Soo, I'm not quite sure in what scenario one would ever want to use a 5xx
reject for policy stuff.

The last piece of the puzzle is that there seems to be a growing tendency to
recommend using 421 actions for some RBLs, as recent Postfix versions (2.3+,
I think) treat 421 (closing channel) actions quite literally: the server
process does just that, it closes the channel, disconnecting without waiting
for the client to issue a QUIT, freeing up the smtpd process for a new,
hopefully legit, incoming connection.

Here's what I'm thinking:
Why not use 421 across the board in policyd-weight?

my regards,
Riaan


Re: 4xx or 5xx: just a matter of taste?

2007-09-20 Thread Steve

 Original-Nachricht 
 Datum: Thu, 20 Sep 2007 19:10:31 +0100
 Von: Riaan Kok [EMAIL PROTECTED]
 An: policyd-weight-list@ek-muc.de
 Betreff: 4xx or 5xx: just a matter of taste?

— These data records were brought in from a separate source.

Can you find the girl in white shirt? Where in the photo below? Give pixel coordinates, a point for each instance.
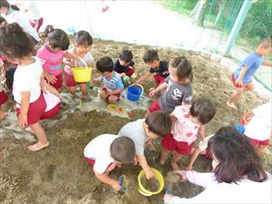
(238, 174)
(31, 104)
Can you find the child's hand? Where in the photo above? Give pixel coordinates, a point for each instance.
(22, 120)
(116, 186)
(239, 82)
(182, 173)
(152, 93)
(167, 198)
(149, 174)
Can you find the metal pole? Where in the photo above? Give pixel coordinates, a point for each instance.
(237, 26)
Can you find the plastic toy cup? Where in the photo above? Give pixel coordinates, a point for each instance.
(142, 188)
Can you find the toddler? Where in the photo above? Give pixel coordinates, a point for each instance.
(112, 83)
(124, 66)
(187, 122)
(144, 131)
(3, 94)
(52, 54)
(31, 104)
(242, 76)
(83, 42)
(158, 68)
(258, 126)
(178, 87)
(107, 151)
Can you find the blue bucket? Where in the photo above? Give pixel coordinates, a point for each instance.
(134, 92)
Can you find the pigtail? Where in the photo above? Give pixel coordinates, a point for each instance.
(48, 29)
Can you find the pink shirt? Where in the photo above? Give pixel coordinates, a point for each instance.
(52, 62)
(184, 129)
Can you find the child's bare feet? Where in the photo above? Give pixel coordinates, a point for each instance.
(2, 116)
(174, 166)
(231, 105)
(38, 146)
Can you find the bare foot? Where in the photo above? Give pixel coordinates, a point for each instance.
(174, 166)
(38, 146)
(2, 116)
(231, 105)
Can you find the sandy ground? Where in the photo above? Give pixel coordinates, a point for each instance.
(59, 174)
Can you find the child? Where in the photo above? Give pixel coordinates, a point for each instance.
(107, 151)
(238, 173)
(3, 94)
(258, 126)
(160, 68)
(112, 83)
(187, 122)
(12, 14)
(177, 85)
(52, 54)
(83, 42)
(144, 131)
(30, 102)
(124, 66)
(242, 76)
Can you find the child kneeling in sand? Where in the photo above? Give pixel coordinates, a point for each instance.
(107, 151)
(143, 132)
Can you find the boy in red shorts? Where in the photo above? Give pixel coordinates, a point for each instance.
(188, 121)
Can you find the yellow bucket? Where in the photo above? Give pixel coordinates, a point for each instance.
(82, 74)
(158, 188)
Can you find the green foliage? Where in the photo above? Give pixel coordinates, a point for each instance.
(257, 24)
(180, 6)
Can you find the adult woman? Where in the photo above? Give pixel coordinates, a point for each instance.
(237, 177)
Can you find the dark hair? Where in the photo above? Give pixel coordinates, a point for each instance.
(236, 156)
(150, 56)
(14, 42)
(6, 4)
(83, 38)
(203, 109)
(183, 68)
(159, 123)
(2, 20)
(126, 55)
(57, 38)
(104, 64)
(122, 149)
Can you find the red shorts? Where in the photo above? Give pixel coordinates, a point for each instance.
(70, 80)
(58, 84)
(170, 144)
(117, 95)
(154, 106)
(3, 97)
(255, 142)
(36, 111)
(158, 79)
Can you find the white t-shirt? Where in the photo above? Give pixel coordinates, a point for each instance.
(135, 131)
(22, 20)
(245, 191)
(98, 149)
(88, 59)
(259, 127)
(27, 79)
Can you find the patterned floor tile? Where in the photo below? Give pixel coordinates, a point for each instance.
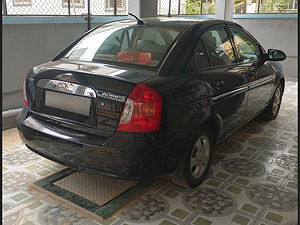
(180, 214)
(240, 220)
(202, 221)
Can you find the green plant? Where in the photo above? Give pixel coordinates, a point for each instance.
(208, 8)
(274, 6)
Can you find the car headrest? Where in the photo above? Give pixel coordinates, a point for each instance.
(210, 41)
(144, 43)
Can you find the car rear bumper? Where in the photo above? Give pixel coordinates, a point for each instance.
(123, 155)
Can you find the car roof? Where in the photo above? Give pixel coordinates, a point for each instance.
(184, 23)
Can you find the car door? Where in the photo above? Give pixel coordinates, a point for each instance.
(259, 75)
(217, 64)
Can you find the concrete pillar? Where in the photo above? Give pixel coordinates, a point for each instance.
(224, 9)
(142, 8)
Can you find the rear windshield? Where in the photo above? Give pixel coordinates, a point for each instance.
(125, 43)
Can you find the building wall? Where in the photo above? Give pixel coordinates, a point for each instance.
(277, 33)
(27, 43)
(58, 7)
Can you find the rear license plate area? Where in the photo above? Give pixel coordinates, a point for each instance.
(70, 103)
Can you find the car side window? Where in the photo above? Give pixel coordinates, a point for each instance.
(248, 50)
(219, 47)
(201, 56)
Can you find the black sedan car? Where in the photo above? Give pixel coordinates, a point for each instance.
(138, 100)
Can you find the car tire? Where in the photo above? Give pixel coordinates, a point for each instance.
(198, 160)
(273, 107)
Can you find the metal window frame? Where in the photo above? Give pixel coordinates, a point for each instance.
(69, 4)
(19, 4)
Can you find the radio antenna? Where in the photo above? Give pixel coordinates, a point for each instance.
(140, 22)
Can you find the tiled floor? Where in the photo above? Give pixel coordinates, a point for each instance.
(253, 180)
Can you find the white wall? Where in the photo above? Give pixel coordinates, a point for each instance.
(280, 34)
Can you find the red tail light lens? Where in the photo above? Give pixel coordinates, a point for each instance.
(135, 57)
(142, 110)
(24, 92)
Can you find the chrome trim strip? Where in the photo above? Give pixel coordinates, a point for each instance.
(231, 93)
(67, 87)
(263, 81)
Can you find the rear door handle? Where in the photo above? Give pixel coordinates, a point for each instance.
(217, 83)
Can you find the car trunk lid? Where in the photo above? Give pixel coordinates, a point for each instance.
(81, 95)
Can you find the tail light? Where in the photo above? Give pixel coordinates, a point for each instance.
(24, 91)
(142, 110)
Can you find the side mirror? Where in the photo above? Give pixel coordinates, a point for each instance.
(275, 55)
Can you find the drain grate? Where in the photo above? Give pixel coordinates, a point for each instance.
(97, 196)
(97, 189)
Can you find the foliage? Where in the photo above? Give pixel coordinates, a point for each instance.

 (starting a new thread as this is a bit of a heavy post, and doesn't quite
 belong under the previous question/subject)
 
 On 19/09/2007, Robert Felber [EMAIL PROTECTED] wrote:
 
  On Wed, Sep 19, 2007 at 09:56:48AM +0100, Riaan Kok wrote:
  What's the thinking behind choosing between 450s and 550s in
  policyd-weight?
 
  Be more specific?
 
 
 It seems to me that in policyd-weight, by default, 450s are used for
 clients
 with DNS errors or client connections with a lowish score (and stuff
 shortcircuited in the DEFER_STRING), and 550s then for everything else:
 high
 scoring clients, multi-RBL-listed clients, etc.
 
 I'm not sure that I understand the reasoning that has gone before here
 (especially, why being listed in spamcop (IN_SPAMCOP)  or having a bogus
 mx
 record would shortcircuit the default reject to the defer_action?).
 
 
 Anyway, my understanding of 4xx versus 5xx is this: a 4xx (defer) from an
 MTA means go-away-and-try-again-later (keeping the responsibility with the
 client), and a 5xx pretty much means go-away-and-notify-the-sender
 (shifting
 the responsibility to the sender).
 
 By far the most of the messages that gets rejected by policyd-weight in
 sheer numbers seems to be by hardcore listed spamfountains, and it doesn't
 really matter how you reject the msg as long as you don't allow it!  Also,
 these clients will just keep on inventing new messages and senders so it
 doesn't matter whether you defer or reject, they will sit there and hog
 your
 smtpd processes and try and try again.  In the worst case, 5xx rejects on
 these will create scatter to faked senders.
 
 The remaining percentage of rejected messages will be from
 poorly-configured-yet-well-meaning clients, where the SENDER is either an
 uncaring webmailer or server daemon, or a clueless human with no idea or
 control over the reason for the reject..  And the most reliable way of
 notifying the administrator of the offending client (rather than the
 clueless sender) seems to me to be: letting a queue grow on his/her server
 by issuing 4xx defers!  Which will allow all non-expired messages to be
 delivered anyway as soon he/she gets around to fixing the client's problem
 (RBL/HELO/etc).
 
 Soo, I'm not quite sure in what scenario one would ever want to use a 5xx
 reject for policy stuff.
 
 The last piece of the puzzle is that there seems to be a growing tendency
 to
 recommend using 421 actions for some RBLs, as recent Postfix versions
 (2.3+,
 I think) treat 421 (closing channel) actions quite literally: the server
 process does just that, it closes the channel, disconnecting without
 waiting
 for the client to issue a QUIT, freeing up the smtpd process for a new,
 hopefully legit, incoming connection.
 
 Here's what I'm thinking:
 Why not use 421 across the board in policyd-weight?
 
421 would be good for all using Postfix = 2.3.0.